# taz.de -- Zuwanderung in den Osten: Das neue Berlin
       
       > Wittenberge in Brandenburg kämpfte lange gegen Abwanderung. Nun ziehen
       > junge GroßstädterInnen in leerstehende Wohnungen und verändern die Stadt.
       
 (IMG) Bild: Alte Häuser, billige Mieten – fast wie Berlin in den 1990ern
       
       Lange gezögert hat Juliette Cellier nicht, als sie entscheiden musste, ob
       sie nach Wittenberge zieht. „Ich habe mich nach Ruhe und Natur gesehnt“,
       sagt die 36-Jährige. Sie sitzt in ihrer Bauernküche mit den niedrigen
       Decken. Cellier ist im Juli vergangenen Jahres in die Stadt in der Prignitz
       am nordwestlichen Rand von Brandenburg gezogen. Auf halber Strecke zwischen
       Hamburg und Berlin. Am Bahnhof hält der ICE.
       
       Von ihrem Küchenfenster aus kann Cellier auf die knochigen Äste des alten
       Nussbaums im Garten beim Haus blicken, in dem sie nun mit zwei
       MitbewohnerInnen zur Miete wohnt.
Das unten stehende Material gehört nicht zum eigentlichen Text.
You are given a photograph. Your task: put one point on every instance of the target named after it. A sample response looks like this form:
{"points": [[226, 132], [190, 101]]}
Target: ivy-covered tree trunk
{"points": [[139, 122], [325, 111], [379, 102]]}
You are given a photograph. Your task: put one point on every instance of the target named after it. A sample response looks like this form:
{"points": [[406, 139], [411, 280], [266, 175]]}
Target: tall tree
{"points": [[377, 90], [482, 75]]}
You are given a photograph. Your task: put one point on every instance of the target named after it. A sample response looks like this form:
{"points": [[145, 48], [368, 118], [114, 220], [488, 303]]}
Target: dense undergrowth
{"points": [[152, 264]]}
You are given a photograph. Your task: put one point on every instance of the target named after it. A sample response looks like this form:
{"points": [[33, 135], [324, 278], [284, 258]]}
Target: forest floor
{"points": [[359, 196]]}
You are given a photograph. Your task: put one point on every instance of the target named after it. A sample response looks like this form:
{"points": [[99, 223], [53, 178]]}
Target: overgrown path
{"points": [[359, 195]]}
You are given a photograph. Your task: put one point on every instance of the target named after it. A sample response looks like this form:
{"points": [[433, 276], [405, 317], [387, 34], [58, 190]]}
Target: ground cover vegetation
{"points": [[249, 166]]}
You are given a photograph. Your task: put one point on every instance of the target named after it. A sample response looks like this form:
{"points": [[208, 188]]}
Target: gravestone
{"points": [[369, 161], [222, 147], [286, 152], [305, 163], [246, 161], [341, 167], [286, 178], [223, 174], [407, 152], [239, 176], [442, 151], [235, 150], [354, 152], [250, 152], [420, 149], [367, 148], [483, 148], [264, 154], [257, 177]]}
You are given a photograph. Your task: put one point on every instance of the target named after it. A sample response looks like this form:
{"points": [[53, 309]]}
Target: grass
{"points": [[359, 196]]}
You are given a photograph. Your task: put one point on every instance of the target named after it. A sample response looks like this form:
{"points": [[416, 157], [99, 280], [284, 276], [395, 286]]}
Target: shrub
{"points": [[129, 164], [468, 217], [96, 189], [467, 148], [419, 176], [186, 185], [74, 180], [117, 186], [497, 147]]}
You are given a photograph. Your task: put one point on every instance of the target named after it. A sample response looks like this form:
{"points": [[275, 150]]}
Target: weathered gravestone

Natürlich sei das Leben hier anders als
       in Berlin, sagt sie. Es sei nichts los. Cellier macht jetzt viele
       Spaziergänge oder fährt mit dem Fahrrad über den Deich. Das geht auch
       während Corona. Die Großstadt war ihr zu voll geworden, zu laut.
       
       Die Zahl der jungen Menschen auf dem Land steigt 
       
       Seit ungefähr zehn Jahren, sagen ExpertInnen, steige die Zahl junger
       Menschen, die sich für ein Leben auf dem Land entscheiden. Weil sie, wie
       Cellier, das, was das Land bietet, schätzen. Aber auch, weil es in den
       ländlichen Regionen etwas gibt, was in den großen Städten immer knapper
       wird: Platz zum Wohnen, Raum zum Arbeiten.
       
       Wittenberge hat davon mehr als genug. In den vergangenen 30 Jahren ist die
       Bevölkerung von 30.000 auf 17.000 geschrumpft. Zwischen roten
       Backsteingebäuden, Fachwerkhäusern und Gründerzeitbauten stehen
       heruntergekommene Altbauten leer. „Zu vermieten“ oder „geschlossen“ steht
       auf Zetteln, die an den Fassaden kleben.
       
       Dabei ist aus Wittenberge seit der Wende ein hübsches Städtchen an der Elbe
       geworden mit seiner Altstadt, den Auen, einer Uferpromenade mit
       Bootshäusern und hanseatisch anmutenden Speichern, die in den Himmel ragen.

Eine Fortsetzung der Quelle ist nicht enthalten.